Rod Wood is an American businessman and football executive who is the president of the Detroit Lions of the National Football League (NFL).

==Professional career==
Previous to being hired as the president of the Detroit Lions, Wood was a close associate of the Ford family that owns the team, and worked as the president and CEO of the Ford Estates.

===Detroit Lions===
Wood was signed with the Detroit Lions as a team president on November 19, 2015. Wood attended University of Michigan-Flint and the ABA Graduate School of Commercial Banking. On accepting the appointment, Wood stated that he was "not qualified to run any other NFL team", a statement that led some critics of his hiring to label him as unqualified for the job of running the Lions.
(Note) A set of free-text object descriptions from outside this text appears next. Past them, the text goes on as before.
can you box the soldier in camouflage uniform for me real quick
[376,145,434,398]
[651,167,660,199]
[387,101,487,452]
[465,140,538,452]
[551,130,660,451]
Wood has refused to give up the Lions's traditional Thanksgiving game despite pressure from other NFL teams. Under Wood's leadership and direction, the Lions and the City of Detroit hosted the 2024 NFL draft.

On February 18, 2026, Wood announced his intentions to retire prior to the 2026 NFL season.

===Stadium upgrade===
In February 2017, Wood unveiled plans for the first major renovation to the Detroit Lions’ home stadium, Ford Field, since it opened in 2002. The $100 million investment incorporated a complete overhaul of the audio and visual experience that features new videoboards as well as a new state-of-the-art sound system. The stadium’s premium spaces also received a complete makeover with expanded offerings to fans. Wood has also discussed adding a retractable roof to the field to attract MLS teams to play there. An entire new playing surface was installed at Ford Field in spring 2023.